Regardless of how you define higher risk you do not want to use a debit card as it is linked to your bank account.
Instead it is wiser to designate one designated credit card for these types of payments.
This will provide protection for unauthorized use and make it easier to keep watch of all activity. And maybe you want to consider limiting the credit limit in case of abuse.
6. Do not give out credit card or login details over the phone
This is a great general rule though some may argue that it is safe if you are the one initiating the call.
And with regard to credit card details, it may be necessary to share credit card details over the phone to complete a purchase with a reputable company.
And as long as we initiate the call it may be a risk we have to live with.
Needless to say we manage the added risk by following the already established rule to only use the higher risk transaction card with these type transactions.
But with regard to online banking login details – these should never be shared.
7. When possible use 2-factor authentication for sensitive transactions and logins
When you use 2-factor authentication you login as normal with a username and password. And then the magic begins.
2-factor authentication means that a message is sent to you with a code and/or link to complete the login. This additional step provides security and peach of mind in two different ways:
- If someone finds your username and password they will not be able to login unless they also have access to the device that will receive the authentication message.
- In the event that someone uses your username and password in an attempt to login to your account, you will receive a message on your device making you aware of the attempted breach. Malicious attempt will fail and you know to update your details to thwart further attempts.
8. Keep track of purchases and compare each one with your credit card bill and online statements
I never used to do this. And today I cannot believe that I would look at the total and go “Yeah, that seems about right”!
Keep good records of purchases and compare with actual statements at least once a month.
All activity that you do not recognize needs to be investigated and questioned.
An added bonus is that you force yourself to re-visit all the subscription based services you thought were a good idea. Now, at least once a month you can ask yourself, do I actually use that service?
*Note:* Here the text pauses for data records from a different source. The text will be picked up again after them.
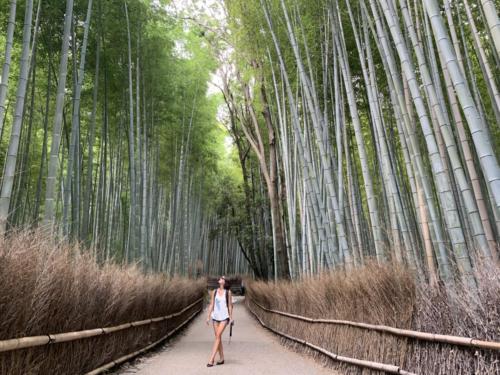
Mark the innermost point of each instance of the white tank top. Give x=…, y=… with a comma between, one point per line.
x=220, y=307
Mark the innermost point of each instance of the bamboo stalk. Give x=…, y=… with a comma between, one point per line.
x=29, y=342
x=434, y=337
x=392, y=369
x=127, y=357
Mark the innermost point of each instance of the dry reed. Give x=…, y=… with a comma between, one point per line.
x=48, y=287
x=387, y=295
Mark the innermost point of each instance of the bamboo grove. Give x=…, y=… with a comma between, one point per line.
x=108, y=136
x=375, y=127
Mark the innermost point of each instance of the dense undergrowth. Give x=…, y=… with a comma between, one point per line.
x=388, y=295
x=48, y=287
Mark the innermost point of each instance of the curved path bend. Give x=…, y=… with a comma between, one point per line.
x=253, y=350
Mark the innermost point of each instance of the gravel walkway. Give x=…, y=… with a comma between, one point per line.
x=253, y=350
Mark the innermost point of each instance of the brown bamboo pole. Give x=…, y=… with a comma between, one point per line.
x=391, y=369
x=127, y=357
x=29, y=342
x=433, y=337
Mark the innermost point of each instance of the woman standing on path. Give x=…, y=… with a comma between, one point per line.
x=221, y=312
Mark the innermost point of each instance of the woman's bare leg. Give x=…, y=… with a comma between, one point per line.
x=221, y=353
x=218, y=340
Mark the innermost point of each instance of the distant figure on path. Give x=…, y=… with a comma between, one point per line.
x=221, y=312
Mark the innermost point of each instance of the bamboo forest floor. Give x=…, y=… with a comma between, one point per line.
x=253, y=350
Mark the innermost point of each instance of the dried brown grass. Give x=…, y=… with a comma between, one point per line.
x=388, y=295
x=48, y=287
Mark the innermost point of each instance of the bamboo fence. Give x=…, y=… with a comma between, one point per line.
x=391, y=369
x=32, y=341
x=127, y=357
x=424, y=336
Is there not a more affordable alternative?
And with online logins to cards as well as online banking it is fast and easy to do a check once a week.
After all, we spend hours every day in front of TV and YouTube videos whereas in my experience most people spend less that an hour a week on their personal finances.
9. Update software & operating systems when available
To stay safe online it is critical that you stay up to date with available updates for your software programs and operating system.
And yes, this also includes staying up to date with WordPress versions and plugins in use. And only use plugins that are tested with your version of WordPress and do take the time to read the reviews.
Updates are important as they fix known security vulnerabilities and will help keep your website, computers and devices safe.
It is recommended to make sure that your devices and programs prompt you when updates are available. In WordPress you will be reminded by the red “warning” circles as you log into the WordPress dashboard.